What they’re saying: “The best possible scenario is Omicron tears through the population, it causes a month or a month and a half of economic disruption and illness, and then we’re through it,” said Megan Ranney, an emergency physician and academic dean for Brown’s School of Public Health.

  • “The worst case scenario is Omicron ends up being much more severe, overwhelms and crushes our hospital systems, and then gets followed by a worse variant,” she added.
  • And then, of course, there’s the spectrum of scenarios in between the two.

The big picture: Experts say we’re never going to be 100% done with the coronavirus.
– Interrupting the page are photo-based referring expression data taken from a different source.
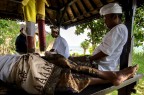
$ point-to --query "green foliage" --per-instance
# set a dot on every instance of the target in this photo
(137, 59)
(9, 31)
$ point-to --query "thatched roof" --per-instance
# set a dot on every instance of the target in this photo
(66, 13)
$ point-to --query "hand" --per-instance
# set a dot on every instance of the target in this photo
(48, 54)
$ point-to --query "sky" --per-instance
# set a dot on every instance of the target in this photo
(71, 38)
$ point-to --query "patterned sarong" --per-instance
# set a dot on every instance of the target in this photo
(35, 75)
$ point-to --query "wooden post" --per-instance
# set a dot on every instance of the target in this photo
(42, 35)
(126, 55)
(30, 30)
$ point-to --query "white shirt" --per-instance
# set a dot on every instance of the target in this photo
(112, 45)
(61, 46)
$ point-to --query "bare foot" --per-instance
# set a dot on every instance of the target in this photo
(125, 74)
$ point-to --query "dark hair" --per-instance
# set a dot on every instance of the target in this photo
(119, 15)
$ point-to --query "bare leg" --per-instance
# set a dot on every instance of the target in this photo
(115, 77)
(108, 76)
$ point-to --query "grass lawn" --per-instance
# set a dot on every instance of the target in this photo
(138, 58)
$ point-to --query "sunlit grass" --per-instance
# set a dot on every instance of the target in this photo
(137, 58)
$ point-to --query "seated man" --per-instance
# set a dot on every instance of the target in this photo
(38, 76)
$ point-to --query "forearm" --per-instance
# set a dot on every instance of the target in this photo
(98, 56)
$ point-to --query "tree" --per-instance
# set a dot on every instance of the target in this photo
(97, 30)
(9, 30)
(85, 46)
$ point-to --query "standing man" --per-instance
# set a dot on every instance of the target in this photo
(60, 45)
(21, 43)
(107, 54)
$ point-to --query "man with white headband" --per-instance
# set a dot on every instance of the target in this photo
(107, 54)
(60, 45)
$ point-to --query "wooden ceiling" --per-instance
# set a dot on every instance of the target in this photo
(65, 13)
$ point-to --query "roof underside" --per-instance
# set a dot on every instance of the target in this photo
(65, 13)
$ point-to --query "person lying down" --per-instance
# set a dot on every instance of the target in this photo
(41, 75)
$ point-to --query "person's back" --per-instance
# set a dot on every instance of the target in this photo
(21, 46)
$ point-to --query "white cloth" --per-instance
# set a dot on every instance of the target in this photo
(61, 46)
(112, 45)
(6, 64)
(111, 8)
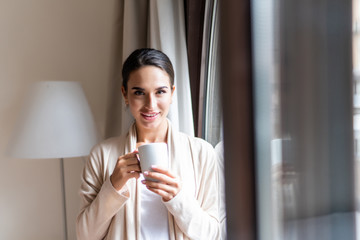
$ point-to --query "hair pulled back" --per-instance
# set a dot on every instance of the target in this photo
(146, 57)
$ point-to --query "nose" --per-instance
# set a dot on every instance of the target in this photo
(151, 101)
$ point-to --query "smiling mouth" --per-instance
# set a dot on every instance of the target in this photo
(149, 116)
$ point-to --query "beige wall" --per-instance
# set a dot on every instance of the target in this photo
(48, 40)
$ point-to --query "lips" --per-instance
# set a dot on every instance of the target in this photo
(150, 116)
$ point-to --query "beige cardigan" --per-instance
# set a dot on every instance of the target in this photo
(108, 214)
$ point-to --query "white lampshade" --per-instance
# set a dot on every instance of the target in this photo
(56, 123)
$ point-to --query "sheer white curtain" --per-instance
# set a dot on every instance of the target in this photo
(158, 24)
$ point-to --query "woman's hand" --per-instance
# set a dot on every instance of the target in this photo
(168, 185)
(127, 167)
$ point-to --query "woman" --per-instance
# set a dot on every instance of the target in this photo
(117, 203)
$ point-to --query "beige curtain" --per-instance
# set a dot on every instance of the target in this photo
(157, 24)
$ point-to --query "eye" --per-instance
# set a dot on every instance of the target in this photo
(161, 91)
(138, 92)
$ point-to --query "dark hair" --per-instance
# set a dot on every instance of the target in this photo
(146, 57)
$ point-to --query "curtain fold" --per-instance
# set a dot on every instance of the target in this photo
(157, 24)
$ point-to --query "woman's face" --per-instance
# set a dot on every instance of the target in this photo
(149, 96)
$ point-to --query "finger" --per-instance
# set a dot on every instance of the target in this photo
(165, 195)
(132, 168)
(128, 161)
(129, 155)
(161, 186)
(162, 170)
(161, 177)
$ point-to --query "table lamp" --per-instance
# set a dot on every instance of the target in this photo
(56, 122)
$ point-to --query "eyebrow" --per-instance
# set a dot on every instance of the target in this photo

The hope is that it becomes more like background noise.

  • “I don’t think we’re ever returning to a normal that’s pre-2019. For one thing, COVID is going to be circulating, and it’s going to be part of our ongoing lives,” said Zeke Emanuel, vice provost for global initiatives at the University of Pennsylvania.
  • “The optimistic scenario in my mind is come June, July we’re pretty close to normal.”

The bottom line: It’ll soon be the two-year anniversary of March 2020’s “15 Days to Slow the Spread,” and between now and then we’re likely to see caseloads higher than anything we’ve seen before.

  • But there are several big differences between now and then. We have excellent vaccines, a growing arsenal of therapeutics and a much better understanding of the virus we’re dealing with. But we also have a considerable amount of pandemic burnout and deep divisions over how it should be handled.
  • “We’re moving into the third year of something that feels frustratingly predictable and avoidable,” said Saskia Popescu, an Arizona-based epidemiologist.
  • “Everyone is in a very exhausted frame of mind where you have a lot of false dichotomies, a lot of us versus them — which doesn’t help anybody — and we’re increasingly struggling with the basics [while] also facing nuanced challenges.”